A boy with complete triploidy and unusually long survival

Case Reports

A boy with complete triploidy and unusually long survival

C G Arvidsson et al. Acta Paediatr Scand. 1986 May.

Abstract

A boy with complete triploidy and extensive external and internal congenital malformations who survived for almost seven months is presented. He was born after 31 weeks of gestation, was utterly small for gestational age and the delivery was induced because of intrauterine asphyxia.
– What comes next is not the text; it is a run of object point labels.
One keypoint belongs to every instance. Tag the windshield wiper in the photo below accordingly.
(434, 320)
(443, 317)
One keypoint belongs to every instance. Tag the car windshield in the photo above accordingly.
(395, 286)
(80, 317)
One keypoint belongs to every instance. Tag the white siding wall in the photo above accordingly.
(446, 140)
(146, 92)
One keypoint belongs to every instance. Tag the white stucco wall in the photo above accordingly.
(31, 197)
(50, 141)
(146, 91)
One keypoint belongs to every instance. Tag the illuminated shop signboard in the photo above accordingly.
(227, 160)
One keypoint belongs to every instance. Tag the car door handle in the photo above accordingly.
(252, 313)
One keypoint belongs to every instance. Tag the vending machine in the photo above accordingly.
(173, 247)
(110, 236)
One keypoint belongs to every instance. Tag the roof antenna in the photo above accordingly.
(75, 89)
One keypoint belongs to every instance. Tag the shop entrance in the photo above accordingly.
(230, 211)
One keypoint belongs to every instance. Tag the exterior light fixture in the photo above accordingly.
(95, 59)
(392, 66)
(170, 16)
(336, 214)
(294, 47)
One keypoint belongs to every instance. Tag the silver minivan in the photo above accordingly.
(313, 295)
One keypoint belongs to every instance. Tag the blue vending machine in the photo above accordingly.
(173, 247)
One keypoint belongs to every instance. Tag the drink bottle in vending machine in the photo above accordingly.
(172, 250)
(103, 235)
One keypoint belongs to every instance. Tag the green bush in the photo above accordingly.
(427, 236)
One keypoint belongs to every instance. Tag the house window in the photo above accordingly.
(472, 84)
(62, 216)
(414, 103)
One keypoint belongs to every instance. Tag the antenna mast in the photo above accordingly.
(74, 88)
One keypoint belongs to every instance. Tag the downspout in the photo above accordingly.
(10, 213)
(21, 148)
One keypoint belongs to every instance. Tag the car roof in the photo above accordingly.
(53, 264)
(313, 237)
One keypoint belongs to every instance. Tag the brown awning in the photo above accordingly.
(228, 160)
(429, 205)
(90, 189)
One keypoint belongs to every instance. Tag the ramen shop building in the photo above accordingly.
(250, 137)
The infant had typical features of the complete triploidy syndrome. He did not develop mentally or motorically even to a normal neonatal level. Banding analysis of chromosomes and HLA-antigen typing of the patient and his parents suggested that the abnormal cell division had occurred during the oogenesis. The boy suffered a fatal Pneumocystis carinii infection, suggesting defective cellular immunity. In the vast majority of previously reported cases of complete triploidy the infant has died either before birth or within the first postnatal hours and except for four patients, all reported patients have died before the age of 2 months. Our patient illustrates the fact that with modern neonatal intensive care, infants with severe malformation syndromes can survive for longer periods than previously, but in the case of patients with the complete triploidy syndrome without developing mentally at all. The ethical problem of artificially prolonged survival in severely handicapped children is discussed.